Çin hükümeti, 2060 yılı itibarıyla sıfır karbondioksit emisyonuna ulaşmayı hedeflediğini açıkladı. Fakat aynı zamanda o, karbondioksit emisyonunun 2030 yılında doruk noktaya ulaşacağını da dile getirdi. Bunun üzerine Çin, iklim aktivistleri tarafından eleştiri oklarının hedefi haline geldi. Uluslararası Enerji Ajansı, Çin’de enerji kaynağı olarak kömürün artan kullanımından dolayı küresel emisyonların önümüzdeki yıl rekor oranda artacağına dikkat çekti.
Eleştirilere ve baskılara maruz kalan sadece Çin değil. Diğer büyük kirleticiler arasında ABD, Hindistan, Rusya, Japonya, İran, Brezilya, Endonezya ve Güney Afrika gibi ülkeler de bulunmaktadır.

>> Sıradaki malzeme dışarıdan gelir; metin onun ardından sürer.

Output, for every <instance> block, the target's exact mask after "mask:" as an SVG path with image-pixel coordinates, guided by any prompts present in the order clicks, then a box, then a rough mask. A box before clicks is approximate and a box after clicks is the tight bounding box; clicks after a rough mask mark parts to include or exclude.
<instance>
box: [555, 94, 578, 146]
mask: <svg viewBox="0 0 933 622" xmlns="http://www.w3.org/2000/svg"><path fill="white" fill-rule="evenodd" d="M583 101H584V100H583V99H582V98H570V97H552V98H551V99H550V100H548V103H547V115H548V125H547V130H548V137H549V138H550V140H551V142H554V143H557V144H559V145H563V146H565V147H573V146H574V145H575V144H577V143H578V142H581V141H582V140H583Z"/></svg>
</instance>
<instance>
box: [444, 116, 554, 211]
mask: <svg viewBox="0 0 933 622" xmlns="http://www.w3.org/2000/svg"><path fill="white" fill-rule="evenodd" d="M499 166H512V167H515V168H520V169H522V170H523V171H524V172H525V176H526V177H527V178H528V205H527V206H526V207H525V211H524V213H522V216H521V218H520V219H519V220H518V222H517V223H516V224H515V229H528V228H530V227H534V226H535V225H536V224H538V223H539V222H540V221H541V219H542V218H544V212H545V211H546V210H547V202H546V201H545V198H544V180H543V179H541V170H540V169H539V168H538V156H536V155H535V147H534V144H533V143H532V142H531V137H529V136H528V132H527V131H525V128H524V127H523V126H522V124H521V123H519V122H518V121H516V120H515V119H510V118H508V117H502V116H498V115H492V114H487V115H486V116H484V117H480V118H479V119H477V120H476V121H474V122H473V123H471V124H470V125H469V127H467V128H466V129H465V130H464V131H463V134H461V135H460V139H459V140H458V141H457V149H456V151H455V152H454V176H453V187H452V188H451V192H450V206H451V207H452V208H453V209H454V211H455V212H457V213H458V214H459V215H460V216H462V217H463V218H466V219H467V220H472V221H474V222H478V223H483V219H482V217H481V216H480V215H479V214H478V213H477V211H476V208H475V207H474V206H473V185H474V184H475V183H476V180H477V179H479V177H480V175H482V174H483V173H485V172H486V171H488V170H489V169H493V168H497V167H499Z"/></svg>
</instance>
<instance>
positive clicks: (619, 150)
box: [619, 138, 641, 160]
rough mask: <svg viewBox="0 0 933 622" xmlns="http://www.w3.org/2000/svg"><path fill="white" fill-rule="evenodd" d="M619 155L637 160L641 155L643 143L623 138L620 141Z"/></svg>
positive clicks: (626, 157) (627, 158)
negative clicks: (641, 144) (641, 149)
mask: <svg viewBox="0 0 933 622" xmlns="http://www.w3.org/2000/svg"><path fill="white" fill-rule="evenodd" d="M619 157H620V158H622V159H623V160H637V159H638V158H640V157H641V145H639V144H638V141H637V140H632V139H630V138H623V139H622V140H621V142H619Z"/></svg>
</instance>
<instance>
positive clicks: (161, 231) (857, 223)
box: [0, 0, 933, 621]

IPCC’nin son raporu, yapılması gerekeni belirleyip yoruma mahal vermeyen bir uyarıda bulundu. Zira şu an harekete geçilmemesi halinde dünya, daha zorlu bir dönemece girecektir. Belki de dünya, daha kötü küresel felaketlerden kaçınma fırsatını kaybedecektir. Bunun için bilim insanları, dünyanın hızlı ve kararlı bir şekilde harekete geçmesi halinde sera gazı emisyonlarını büyük ölçüde azaltmanın yeryüzü sıcaklığını istikrara kavuşturabileceğini ifade ediyor. Doğrusu bunun telafi edilmesi mümkün olmadığından dolayı geri dönüşü olmayan pek çok sonucu vardır. Nitekim denizlerin ve okyanusların yuttuğu bölgeler ve nesli tükenen ya da tükenme tehlikesiyle karşı karşıya kalan böcek ve hayvanlar mevcut. Fakat şu an harekete geçmek, salgınların yanı sıra bulaşıcı, mutasyona uğrayan ve yeni hastalıklar gibi gelecekte daha kötü felaketlerden uzak kalmamızı sağlayacaktır.
Dünya, koronavirüs salgınına karşı koymak için iki yıldan az bir sürede 17 trilyon dolar harcarken küresel ısınmanın tehlikesini savuşturmak için gerekli dönüşümleri gerçekleştirme konusunda yavaş hareket ediyor. Bu oyalanma, insanlığa çok pahalıya mal oldu ve daha da pahalıya mal olacak. Ayrıca hükümetler anlaşıp gerekeni yapmak için harekete geçmezse ve insanlar bazı davranışlarını ve yaşam şekillerini değiştirmeye hazır olmazsa bu oyalanma, insanlığı büyük tehlikelerin eşiğine getirecektir.